Now let’s take a look at why working holidays as a Realtor can be beneficial:
- People looking at homes during the holidays are serious buyers.
- January is the biggest transfer month, so those getting transferred house hunt during the end of the calendar year (aka the holidays).
- There are fewer homes on the market during the holiday season (typically November through early January), meaning less competition and more money for the sellers (and the Realtor)!
- Homes show well when they’re decorated for the holidays, whatever holiday it may be!
- Some people have to buy before the end of the calendar year for tax purposes.
- Showings are fewer and less intrusive but more likely to be successful due to the buyers’ level of motivation.
- If need be, you can still have a house on the market but restrict or delay showings for a few days while your clients celebrate the holiday(s).
- Investors normally want to close escrow by the end of the calendar year for tax purposes.
- Sellers have an advantage, as there will be more homes on the market and these houses will be selling for less come the following months (less demand=less money).
- Lenders aren’t as busy during the holiday season and can process loans faster.

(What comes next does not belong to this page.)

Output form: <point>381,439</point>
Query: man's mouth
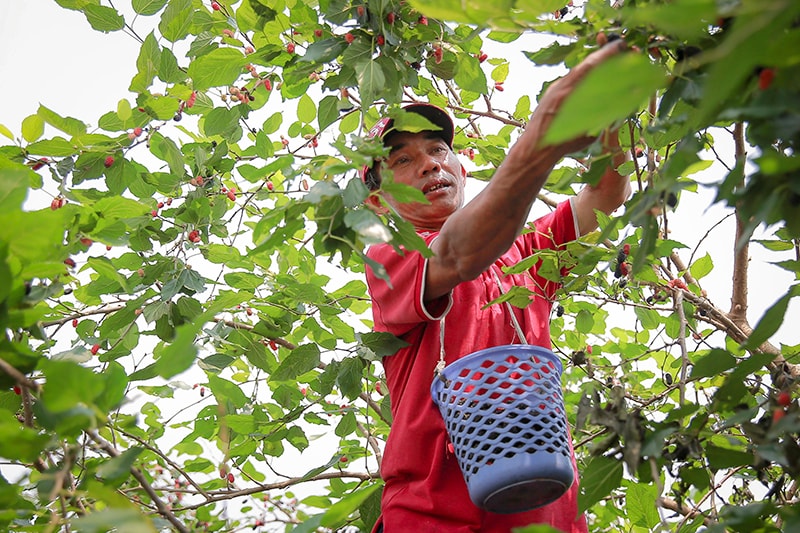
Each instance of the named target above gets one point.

- Sellers can sell during the end of the calendar year for more money and delay closing so as to extend occupancy until the beginning of the following year.
- Buyers will have more time to look at houses and can go to showings during weekdays.
- Services, including appliance installation and remodeling work, are more available and at less of a premium during the holiday season.
- Buyers tend to be more emotional and spend more money—meaning the seller will most likely get an offer at or above asking price.
Realtor Experience and Advice
Will Webber is an agent with Keller Williams in Delaware and incredibly familiar with working holidays as a Realtor. On his blog, he writes:
I expect with my 600-plus transactions over the course of 25 years, I have sold homes on every day of the year. I collected final signatures for a transaction on Mother’s Day. I sold two homes during one single Thanksgiving weekend. One year I was showing homes on Christmas Eve and we closed the deal on Christmas day. I sold two homes by noon on Easter Sunday. I have an open house scheduled for Labor Day Sunday, and I am working on Monday because most people are off.
In an article for Realtor.com, Linda Kemp, a Realtor in Illinois, states:
“It’s my experience, both personal and professional, that buyers who are looking at homes during this time of year are serious buyers indeed,” she said. “I have watched homes sell right before Christmas. In fact, a few years back, one of my clients sold their home on New Year’s Eve with the buyers signing a contract right there on the spot.”
In this same post, Los Angeles Realtor Lee Dworshak continues:
“Experience tells us that only the truly motivated home buyers and sellers are the ones who will be out there over the holiday season. While most folks close their doors just before Thanksgiving and don’t open them again until mid January, the folks that are willing to give of their time and perform the due diligence required during this period are really serious about buying or selling.”
If you do find yourself working holidays as a Realtor, make sure you’re not wasting your time. Ensure that the buyers you’re taking around to showings have been pre-approved and that sellers are willing to cooperate with showing times. Taking the holidays off may sound tempting, but it could lose you a grip of money in commission. Therefore, always consider the pros and cons of every transaction that may coincide with a holiday thoroughly before coming to a conclusion.